What are you doing now (job title, company, location)? 

I'm an Associate UX Designer at Workday in Pleasanton, California.

I support the Spend area of their Financials product and also design for the data visualization team.

Why did you decide to choose Information Science for your major?

I picked Information Science as a major because of its interdisciplinary approach to technology and because of my developing interest in user experience design. Especially in the realm of UX design, I think it's important to understand how social and cultural factors impact how people use technology, and IS offered me the ability to explore those influences while simultaneously building a strong technical foundation.

Did the program meet your expectations?  Why?

Absolutely. The breadth of courses in the major let me set up my courseload to best suit what I wanted to do after graduation, but also take a lot of classes that let me look at technology and design from a variety of perspectives - not just through an HCI lens.

Did you feel you had a clear-cut goal either before or during the program?

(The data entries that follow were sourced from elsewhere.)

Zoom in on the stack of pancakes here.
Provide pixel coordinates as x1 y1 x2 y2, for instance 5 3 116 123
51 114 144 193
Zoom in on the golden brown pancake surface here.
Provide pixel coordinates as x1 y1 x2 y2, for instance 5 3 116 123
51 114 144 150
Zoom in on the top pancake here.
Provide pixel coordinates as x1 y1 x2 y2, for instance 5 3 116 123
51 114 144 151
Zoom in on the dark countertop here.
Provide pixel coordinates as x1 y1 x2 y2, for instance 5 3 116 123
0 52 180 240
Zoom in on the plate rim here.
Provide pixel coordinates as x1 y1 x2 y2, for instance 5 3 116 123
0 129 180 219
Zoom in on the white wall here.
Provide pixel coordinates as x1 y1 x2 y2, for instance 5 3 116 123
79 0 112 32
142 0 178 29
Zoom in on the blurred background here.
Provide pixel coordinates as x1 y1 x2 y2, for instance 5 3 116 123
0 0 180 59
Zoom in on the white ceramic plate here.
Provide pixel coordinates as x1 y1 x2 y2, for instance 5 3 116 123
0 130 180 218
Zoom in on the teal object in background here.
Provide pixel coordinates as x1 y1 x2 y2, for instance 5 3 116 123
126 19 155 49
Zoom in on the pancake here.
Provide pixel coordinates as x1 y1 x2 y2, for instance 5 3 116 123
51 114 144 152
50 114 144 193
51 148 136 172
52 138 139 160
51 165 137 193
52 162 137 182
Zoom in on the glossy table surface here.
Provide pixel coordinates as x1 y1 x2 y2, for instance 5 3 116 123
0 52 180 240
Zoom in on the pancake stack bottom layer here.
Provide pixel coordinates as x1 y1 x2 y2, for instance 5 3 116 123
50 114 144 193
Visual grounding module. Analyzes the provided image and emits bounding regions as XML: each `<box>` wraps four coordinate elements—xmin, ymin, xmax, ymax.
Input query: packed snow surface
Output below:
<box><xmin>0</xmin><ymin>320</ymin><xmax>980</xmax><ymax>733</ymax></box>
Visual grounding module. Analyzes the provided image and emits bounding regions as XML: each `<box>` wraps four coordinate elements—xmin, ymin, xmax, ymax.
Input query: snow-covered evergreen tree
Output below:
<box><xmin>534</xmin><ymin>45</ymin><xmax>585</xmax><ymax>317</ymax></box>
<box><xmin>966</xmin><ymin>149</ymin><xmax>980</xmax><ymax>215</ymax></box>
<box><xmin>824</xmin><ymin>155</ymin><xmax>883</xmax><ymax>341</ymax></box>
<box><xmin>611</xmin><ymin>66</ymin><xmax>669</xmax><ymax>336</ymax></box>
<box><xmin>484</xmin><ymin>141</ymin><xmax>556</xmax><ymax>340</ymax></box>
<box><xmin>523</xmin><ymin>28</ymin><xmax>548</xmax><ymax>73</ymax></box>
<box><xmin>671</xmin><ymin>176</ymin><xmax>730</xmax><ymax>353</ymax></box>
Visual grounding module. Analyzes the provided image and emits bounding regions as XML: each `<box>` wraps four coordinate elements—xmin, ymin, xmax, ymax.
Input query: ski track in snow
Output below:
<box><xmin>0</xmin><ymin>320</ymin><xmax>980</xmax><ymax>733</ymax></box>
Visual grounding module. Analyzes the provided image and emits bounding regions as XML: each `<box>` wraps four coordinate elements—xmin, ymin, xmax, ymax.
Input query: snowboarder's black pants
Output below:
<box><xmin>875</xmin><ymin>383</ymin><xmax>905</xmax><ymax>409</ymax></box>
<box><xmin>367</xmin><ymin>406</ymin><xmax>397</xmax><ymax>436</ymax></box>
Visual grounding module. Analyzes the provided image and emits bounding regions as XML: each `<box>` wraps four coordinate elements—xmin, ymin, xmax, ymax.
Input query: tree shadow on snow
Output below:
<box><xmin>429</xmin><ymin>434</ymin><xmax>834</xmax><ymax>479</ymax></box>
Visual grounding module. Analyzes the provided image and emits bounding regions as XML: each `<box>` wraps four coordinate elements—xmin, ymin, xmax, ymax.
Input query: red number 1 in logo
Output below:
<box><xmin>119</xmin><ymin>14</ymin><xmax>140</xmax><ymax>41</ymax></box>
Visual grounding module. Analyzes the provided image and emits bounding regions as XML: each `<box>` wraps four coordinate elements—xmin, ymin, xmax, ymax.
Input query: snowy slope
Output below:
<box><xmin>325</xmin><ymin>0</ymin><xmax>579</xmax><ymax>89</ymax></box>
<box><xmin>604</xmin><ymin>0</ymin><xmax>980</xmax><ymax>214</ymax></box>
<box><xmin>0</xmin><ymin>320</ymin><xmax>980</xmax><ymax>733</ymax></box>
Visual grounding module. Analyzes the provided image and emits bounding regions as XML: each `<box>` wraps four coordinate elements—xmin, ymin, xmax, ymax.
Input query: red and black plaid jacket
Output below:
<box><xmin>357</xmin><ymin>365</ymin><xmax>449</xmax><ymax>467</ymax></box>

I didn't really know what I wanted to do before I entered the program. I knew I was interested in technology, but wanted to do something more right-brain-leaning than programming. The HCI courses were a catalyst - I knew I wanted to go into design after that, and then it was all about taking advantage of the opportunities that IS offered to let hone both my design skills and technical know-how.

What courses did you take that have helped you most in your career? 

I think the HCI and Advanced HCI courses were frontrunners for most helpful courses because they gave me all the knowledge I needed to try to break into the UX industry, as well as projects that ultimately became portfolio pieces. The two Computer Game Design courses gave me additional portfolio pieces and experience with pretty much everything that I encounter in the field today - cross-discipline collaboration with programmers, presentations, business writing, time management for tight deadlines, and design challenges (not only limited to UX problems). 

Were there other experiences that were part of being an IS student that have helped you in your career? 

I did research with the Social Media Lab over two summers that included some mobile development - now I do a fair amount of mobile UX design at work, so having that background was helpful.

What advice would you give to a current student in the program?

Take advantage of everything that's offered as part of the major. If you're a programmer, take a design course. If you're a designer, take some programming courses. Out in the field, you'll almost certainly be collaborating with people across a lot of different disciplines, and it works out best when you can understand where they're coming from. And take at least one project-based course (preferably more, or maybe even all of them) - they'll give you a great amount of practical experience with teamwork and project deliveries that will definitely apply in the workplace.